Editorial: Best Picture win for ‘Spotlight’ is fitting humiliation for church

UNITED STATES
National Catholic Reporter

NCR Editorial Staff | Feb. 29, 2016

With “Spotlight” awarded the Oscar for best motion picture, the public humiliation for the Catholic church is now as thorough as one might expect in a culture where what is on screen is often the most persuasive element in fashioning public opinion.

In the case of priests sexually abusing children and bishops and others hiding their crimes, the biblical resonance might now finally be felt: the first have been ushered, publicly, to their place in the last seats. The last have been made first — and given a special place (even on stage with Lady Gaga). No longer need victims hide or fear to explain themselves. The mighty, indeed, have fallen from their thrones; the humble have been exalted.

As Barbara Blaine, founder of Survivors Network of those Abused by Priests, said on Oscar night: “Exposing hundreds of thousands of people across the planet to a compelling, reality-based film about this crisis — people who might otherwise not pick up a book, go hear a speech or search the Internet for information about abuse — is, in itself, an incredible achievement and a real, life-changing ‘win’ for countless children.”

The movie powerfully illustrates what the church utterly failed to realize about itself: that the act of abuse, horrible as it is in any circumstance, was magnified in its unspeakable specifics because an all-male, celibate culture was so protective of its own status and privilege, so closed in on itself, that it was deaf to the searing pleas of children, parents, congregations and the few souls within its ranks who dared to speak the truth.

In the end it was, indeed, about a “system,” one presumed to be about the pursuit of holiness, that turned out to be despicably corrupt.
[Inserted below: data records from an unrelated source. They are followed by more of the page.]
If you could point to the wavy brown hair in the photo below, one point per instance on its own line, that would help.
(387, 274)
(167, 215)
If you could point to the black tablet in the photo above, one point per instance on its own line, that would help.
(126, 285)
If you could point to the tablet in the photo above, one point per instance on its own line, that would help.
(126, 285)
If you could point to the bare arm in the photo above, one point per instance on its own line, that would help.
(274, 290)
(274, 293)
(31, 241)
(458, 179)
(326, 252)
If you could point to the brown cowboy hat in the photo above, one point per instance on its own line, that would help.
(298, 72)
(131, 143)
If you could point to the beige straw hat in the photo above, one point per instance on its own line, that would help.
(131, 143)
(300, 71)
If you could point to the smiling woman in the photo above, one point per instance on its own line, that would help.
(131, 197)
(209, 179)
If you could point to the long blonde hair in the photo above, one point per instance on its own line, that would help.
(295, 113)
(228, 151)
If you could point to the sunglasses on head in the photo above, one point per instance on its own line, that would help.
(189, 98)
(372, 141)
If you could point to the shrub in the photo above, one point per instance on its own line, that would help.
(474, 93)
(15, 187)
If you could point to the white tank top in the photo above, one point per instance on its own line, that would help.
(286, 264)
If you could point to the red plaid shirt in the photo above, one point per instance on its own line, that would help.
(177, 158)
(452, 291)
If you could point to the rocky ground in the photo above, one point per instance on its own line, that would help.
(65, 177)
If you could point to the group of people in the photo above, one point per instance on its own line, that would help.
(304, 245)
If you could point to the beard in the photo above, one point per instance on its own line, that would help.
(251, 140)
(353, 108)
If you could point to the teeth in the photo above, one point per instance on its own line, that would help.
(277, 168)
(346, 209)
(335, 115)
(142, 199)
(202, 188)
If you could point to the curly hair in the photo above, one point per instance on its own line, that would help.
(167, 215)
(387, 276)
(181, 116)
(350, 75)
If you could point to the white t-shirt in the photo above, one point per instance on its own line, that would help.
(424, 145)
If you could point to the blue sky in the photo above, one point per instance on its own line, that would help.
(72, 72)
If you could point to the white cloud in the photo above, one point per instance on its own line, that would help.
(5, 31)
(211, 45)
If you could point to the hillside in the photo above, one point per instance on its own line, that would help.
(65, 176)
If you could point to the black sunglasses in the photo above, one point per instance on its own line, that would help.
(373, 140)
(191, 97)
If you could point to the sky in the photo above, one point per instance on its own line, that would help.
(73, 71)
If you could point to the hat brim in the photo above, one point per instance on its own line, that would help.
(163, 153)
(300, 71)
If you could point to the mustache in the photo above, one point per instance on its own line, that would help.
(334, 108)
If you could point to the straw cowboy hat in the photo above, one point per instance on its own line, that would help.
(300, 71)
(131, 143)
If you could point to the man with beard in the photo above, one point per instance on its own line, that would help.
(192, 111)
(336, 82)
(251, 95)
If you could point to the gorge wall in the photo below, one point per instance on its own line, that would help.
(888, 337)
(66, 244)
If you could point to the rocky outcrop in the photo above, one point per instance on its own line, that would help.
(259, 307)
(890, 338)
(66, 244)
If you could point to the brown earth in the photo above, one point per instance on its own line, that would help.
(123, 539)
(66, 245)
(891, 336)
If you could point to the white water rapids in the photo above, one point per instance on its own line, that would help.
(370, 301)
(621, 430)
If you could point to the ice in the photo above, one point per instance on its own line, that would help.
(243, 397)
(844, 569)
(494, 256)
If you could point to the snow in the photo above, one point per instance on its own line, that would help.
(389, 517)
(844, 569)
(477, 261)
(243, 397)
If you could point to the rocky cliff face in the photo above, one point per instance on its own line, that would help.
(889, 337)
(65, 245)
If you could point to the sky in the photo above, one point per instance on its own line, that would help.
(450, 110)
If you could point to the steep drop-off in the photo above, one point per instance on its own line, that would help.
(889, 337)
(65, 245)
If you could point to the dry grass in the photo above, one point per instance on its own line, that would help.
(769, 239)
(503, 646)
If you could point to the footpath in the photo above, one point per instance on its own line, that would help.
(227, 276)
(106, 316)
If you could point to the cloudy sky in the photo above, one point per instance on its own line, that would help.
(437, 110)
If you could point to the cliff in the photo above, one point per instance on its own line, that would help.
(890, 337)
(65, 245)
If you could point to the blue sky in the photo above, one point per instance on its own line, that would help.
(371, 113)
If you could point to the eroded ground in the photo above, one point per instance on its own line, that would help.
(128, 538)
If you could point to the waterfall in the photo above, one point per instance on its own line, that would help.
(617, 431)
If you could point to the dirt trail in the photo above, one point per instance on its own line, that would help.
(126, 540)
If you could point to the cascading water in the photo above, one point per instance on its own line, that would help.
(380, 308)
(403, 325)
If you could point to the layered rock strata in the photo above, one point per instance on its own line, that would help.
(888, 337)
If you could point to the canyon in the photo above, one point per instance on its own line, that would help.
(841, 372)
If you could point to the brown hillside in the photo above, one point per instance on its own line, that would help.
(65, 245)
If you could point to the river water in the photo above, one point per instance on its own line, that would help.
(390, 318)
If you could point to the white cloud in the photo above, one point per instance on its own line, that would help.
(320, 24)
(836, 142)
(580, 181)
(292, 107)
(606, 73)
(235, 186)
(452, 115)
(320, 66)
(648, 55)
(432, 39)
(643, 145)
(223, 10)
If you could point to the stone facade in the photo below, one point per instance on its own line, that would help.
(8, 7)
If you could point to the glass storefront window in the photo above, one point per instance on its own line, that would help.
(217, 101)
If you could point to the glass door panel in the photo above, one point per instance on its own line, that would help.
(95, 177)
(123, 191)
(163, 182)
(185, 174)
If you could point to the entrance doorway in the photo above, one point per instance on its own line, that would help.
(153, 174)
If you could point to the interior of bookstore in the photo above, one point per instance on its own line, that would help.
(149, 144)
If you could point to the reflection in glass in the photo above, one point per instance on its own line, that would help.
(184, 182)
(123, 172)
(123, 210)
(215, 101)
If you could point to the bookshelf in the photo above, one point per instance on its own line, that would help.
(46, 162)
It took outsiders — journalists, particularly — to question the institution’s rationale and turn it on its head. It took as well those who removed themselves from the worst of the clerical culture, notably Dominican Fr. Thomas Doyle, who understood he was dooming his clerical career when he decided not to turn away from victims, and former Benedictine priest Richard Sipe, a psychotherapist who deeply studied the priesthood and understood the dynamics of the scandal.